Kennedy: Pokemon Go catches fire

(Michael Holahan/The Augusta Chronicle via AP)
(Michael Holahan/The Augusta Chronicle via AP)

My first exposure to the Pokémon Go game was a conspiratorial request from our two sons, ages 14 and 9.

"Daddy, can we ride our bikes down to the secret road?" my younger son asked one evening last week.

The "secret road" is actually an ordinary street near our house which is only "secret" because the boys use it as a shortcut to buy Skittles at the dollar store.

"Sure, you can go," I said, "but hurry back and stay together."

In an instant, both boys were on their bikes, pedaling like crazy.

Meanwhile, I settled back in my recliner to watch a car auction on the Velocity channel. After a few minutes, I noticed that night was enveloping the neighborhood, so I walked outside to see if I could spot the boys. I was standing by the road outside our house when a neighbor drove by.

"I just passed your guys a ways back," he reported. "They're on their way."

I gave him a thumbs-up and waited in the middle of the road, arms folded, tapping my foot. Sure enough, two minutes later, here came the boys, pedaling furiously back home.

"Where have you been?" I said, trying to sound ticked.

"We caught three monsters," my older son gushed.

"You were playing that Pokémon thing, weren't you?" I said.

View other columns by Mark Kennedy

If you've been vacationing in a cave, you might not know that Pokémon Go is a so-called "augmented reality" game played through a smartphone app. I'll spare you the details, but the game involves, as the New York Times explains, "fusing digital technology with the physical world."

Translation: Imagine combining a nationwide Easter egg hunt with Google Maps and you get the gist. Players scour the countryside looking for little cartoon monsters which show up on their phones and can be "captured" by pegging them with virtual Pokéballs. How you win - or whether winning is even possible - is outside the scope of my curiosity.
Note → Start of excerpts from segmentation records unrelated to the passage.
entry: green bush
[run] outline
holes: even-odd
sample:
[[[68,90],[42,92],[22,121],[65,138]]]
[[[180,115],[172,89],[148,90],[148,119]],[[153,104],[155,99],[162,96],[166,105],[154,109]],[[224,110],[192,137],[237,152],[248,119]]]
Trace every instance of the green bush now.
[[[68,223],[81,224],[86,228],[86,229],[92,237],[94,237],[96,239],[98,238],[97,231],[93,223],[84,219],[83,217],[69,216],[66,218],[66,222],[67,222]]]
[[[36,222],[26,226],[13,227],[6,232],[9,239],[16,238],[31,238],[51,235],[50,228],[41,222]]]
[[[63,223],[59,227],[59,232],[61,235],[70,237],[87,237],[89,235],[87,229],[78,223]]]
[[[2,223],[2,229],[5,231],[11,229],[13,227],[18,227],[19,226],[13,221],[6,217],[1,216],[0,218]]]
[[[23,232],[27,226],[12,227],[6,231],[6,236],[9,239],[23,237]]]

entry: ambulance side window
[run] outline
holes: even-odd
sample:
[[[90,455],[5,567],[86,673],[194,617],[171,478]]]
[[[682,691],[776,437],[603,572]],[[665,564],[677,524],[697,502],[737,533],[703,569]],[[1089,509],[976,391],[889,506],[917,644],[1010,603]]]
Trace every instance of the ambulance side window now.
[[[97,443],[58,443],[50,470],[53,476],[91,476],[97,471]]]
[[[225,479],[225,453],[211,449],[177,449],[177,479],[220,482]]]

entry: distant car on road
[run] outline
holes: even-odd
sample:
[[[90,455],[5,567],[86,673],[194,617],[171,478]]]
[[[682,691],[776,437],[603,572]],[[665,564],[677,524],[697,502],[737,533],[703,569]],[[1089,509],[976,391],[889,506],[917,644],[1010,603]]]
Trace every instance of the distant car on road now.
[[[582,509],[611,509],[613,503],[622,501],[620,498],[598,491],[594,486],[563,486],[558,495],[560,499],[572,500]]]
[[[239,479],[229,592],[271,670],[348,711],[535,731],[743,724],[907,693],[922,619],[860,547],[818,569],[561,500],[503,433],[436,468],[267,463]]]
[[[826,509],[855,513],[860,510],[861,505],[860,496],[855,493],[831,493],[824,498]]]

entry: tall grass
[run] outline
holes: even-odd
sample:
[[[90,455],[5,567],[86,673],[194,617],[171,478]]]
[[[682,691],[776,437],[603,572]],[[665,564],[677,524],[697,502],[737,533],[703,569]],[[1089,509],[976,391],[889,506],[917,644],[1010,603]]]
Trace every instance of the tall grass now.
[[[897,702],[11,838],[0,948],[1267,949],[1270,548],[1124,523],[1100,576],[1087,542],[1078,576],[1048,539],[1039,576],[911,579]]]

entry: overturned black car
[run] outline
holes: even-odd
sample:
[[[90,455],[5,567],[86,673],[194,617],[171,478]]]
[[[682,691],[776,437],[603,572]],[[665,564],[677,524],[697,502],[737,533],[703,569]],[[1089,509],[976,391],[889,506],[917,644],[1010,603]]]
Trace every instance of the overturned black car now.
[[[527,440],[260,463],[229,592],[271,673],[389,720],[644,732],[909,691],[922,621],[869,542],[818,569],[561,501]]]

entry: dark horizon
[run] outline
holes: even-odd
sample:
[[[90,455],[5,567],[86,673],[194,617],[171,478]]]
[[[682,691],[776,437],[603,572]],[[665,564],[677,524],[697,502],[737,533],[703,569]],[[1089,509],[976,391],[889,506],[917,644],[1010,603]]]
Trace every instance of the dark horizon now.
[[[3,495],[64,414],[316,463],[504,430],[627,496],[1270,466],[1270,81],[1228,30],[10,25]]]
All I know is there seem to be a lot of strangers driving around our neighborhood, collecting these little digital goblins. One of our neighbors recently has been overrun with Pokémon Go players. He believes his property is the the site of a Pokémon "gym," where the little monsters train. I take it to be some sort of Pokemon YMCA or, perhaps more aptly, a Pokémon prison yard.

This weekend at a lacrosse tournament at Camp Jordan in East Ridge, players were wandering off into the woods, looking for Pokémonsters. I even overheard a group of them plotting to rent some of those blue bikes in downtown Chattanooga to expand their monster hunts.

Meanwhile, on the sidelines of a lacrosse game, my wife informed me that a new Facebook post was touting "Chardonnay Go," a made-up game encouraging suburban moms to wander their neighborhoods in search of wine.

Don't laugh, somebody is probably already working on the app.

I told my co-workers about this the Pokémon Go craze Monday morning and predicted somebody would get shot wandering around on private property.

Within an hour, a reporter sent me a link to this story in a Daytona Beach, Fla. newspaper, which read, in part: "Reportedly mistaking a pair of teenage Pokémon Go players parked outside his house early Saturday morning for criminals, a Palm Coast, Florida man opened fire on their vehicle. The teens escaped unscathed. The car, not so much."

I'm generally in favor of anything that gets my kids off the couch, so Pokémon Go does have its redeeming virtues. I'm just hoping for new versions of the game: Like maybe, "Pokémon Go Mow the Lawn" or "Pokémon Go Take Out the Trash."

I'd pay good money for apps like that.